Le Grand frisson

Paul Sérusier, Pins et peupliers, collection particulière, Londres / Photographie François Fernandez

Avec sa nouvelle exposition, le Musée Courbet questionne la nature qui lance un défi artistique aux peintres : comment la faire ressentir sur la toile plutôt que simplement la montrer ? À travers une cinquantaine d’œuvres, nous approchons cette quête sensuelle qui a obsédé les plus grands maîtres.

Le vent dans les feuillages n’est pas qu’un mouvement visible. Il est musique, caresse, odeur. La vérité des éléments n’est pas dans leur copie figée, mais bien dans leur perception… Tel est l’objet de l’exposition Sensation de nature. Vers 1850, une révolution esthétique est en marche, cherchant à traduire le tourbillon d’émotions traversant le corps et l’esprit au contact de la nature. C’est aussi un nouveau rapport au monde, plus personnel, plus intériorisé, qui s’annonce. À l’honneur dans son musée, Gustave Courbet fut l’un des pionniers de ces métamorphoses. L’épaisseur de sa pâte, l’utilisation, parfois, de substances terreuses, confèrent à ses paysages une dimension physique et tactile qui fit dire à Miró, passant devant l’une de ses œuvres au Louvre : « Même si ce tableau avait été dans notre dos, nous l’aurions senti. » Avec Courbet, c’est la présence du monde qui surgit de la toile, et non plus sa représentation. Le Chêne de Flagey (1864) exprime à lui seul cette puissance tellurique, tout comme Paysage d’hiver réveille en un regard l’effet du flocon qui effleure la peau et le bruit des pas crissant dans la neige immaculée.

Le maître de la sensation demeure Paul Cézanne, dont les tableaux introduisent l’exposition. En exprimant l’intensité de son rapport à la nature, il tente de recréer « le torrent du monde dans un pouce de matière », atteignant un équilibre parfait entre simplicité et densité, à l’image de ses Baigneurs.
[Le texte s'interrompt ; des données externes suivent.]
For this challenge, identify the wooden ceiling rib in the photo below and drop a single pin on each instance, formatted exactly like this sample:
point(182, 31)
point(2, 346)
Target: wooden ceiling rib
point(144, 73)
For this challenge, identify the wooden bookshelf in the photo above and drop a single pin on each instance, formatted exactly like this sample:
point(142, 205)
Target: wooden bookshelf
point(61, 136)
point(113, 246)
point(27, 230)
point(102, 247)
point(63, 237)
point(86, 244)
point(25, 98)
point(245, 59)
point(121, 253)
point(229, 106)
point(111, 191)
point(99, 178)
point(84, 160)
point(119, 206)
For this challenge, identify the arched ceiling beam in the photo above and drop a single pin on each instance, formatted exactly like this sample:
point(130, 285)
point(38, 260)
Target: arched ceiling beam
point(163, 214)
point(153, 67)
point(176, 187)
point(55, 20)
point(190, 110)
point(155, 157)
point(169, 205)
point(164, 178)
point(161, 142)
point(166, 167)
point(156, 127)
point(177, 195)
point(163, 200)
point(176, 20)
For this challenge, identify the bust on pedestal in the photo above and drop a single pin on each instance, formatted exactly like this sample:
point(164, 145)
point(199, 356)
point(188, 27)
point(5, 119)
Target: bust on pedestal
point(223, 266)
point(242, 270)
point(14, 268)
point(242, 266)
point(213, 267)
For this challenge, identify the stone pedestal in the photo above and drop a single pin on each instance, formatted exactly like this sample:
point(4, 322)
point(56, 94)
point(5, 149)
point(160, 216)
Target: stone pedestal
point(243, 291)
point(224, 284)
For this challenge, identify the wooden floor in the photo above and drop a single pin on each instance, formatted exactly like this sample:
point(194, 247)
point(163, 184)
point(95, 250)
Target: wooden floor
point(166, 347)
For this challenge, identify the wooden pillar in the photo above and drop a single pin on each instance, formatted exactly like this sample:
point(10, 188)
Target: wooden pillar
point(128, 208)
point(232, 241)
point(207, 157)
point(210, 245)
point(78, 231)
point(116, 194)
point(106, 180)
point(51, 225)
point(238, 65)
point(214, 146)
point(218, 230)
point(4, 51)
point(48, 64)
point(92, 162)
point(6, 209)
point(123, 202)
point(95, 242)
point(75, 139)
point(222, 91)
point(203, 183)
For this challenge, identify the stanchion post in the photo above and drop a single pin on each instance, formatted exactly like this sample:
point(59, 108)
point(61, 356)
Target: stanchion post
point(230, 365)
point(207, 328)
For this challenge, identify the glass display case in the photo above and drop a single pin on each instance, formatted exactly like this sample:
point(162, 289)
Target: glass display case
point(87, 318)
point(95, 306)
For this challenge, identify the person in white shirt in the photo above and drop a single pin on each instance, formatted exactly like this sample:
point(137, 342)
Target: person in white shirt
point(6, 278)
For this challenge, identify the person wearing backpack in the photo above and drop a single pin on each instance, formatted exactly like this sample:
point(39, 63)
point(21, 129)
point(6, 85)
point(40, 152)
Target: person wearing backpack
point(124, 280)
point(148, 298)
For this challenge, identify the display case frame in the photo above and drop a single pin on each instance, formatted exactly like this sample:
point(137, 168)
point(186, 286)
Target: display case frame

Chez les impressionnistes, la perception des palpitations de la nature sont transcendées jusqu’à atteindre une dimension quasiment métaphysique. Le Chemin sous bois en été de Pissarro apporte à l’âme un souffle de fraîcheur, en écho à la sensation physique de bien-être que procure un coin d’ombre en pleine chaleur. L’extraordinaire lumière de La Seine à Port-Villez peinte par Monet apaise l’esprit comme le souvenir palpable d’un instant de plénitude fugace où tous les sens vibrent en harmonie. Au début du XXe siècle, le geste intuitif gagne du terrain, frôlant parfois l’abstraction. Les troublants paysages de Sérusier où l’on pénètre tout entier côtoient les visions enchantées de Bonnard, les formes contrastées de Fernand Léger et les vertiges de Nicolas de Staël. Avec ses arbres en marbre de Carrare, le contemporain Giuseppe Penone conclut cette pérégrination dans l’intime des sensations.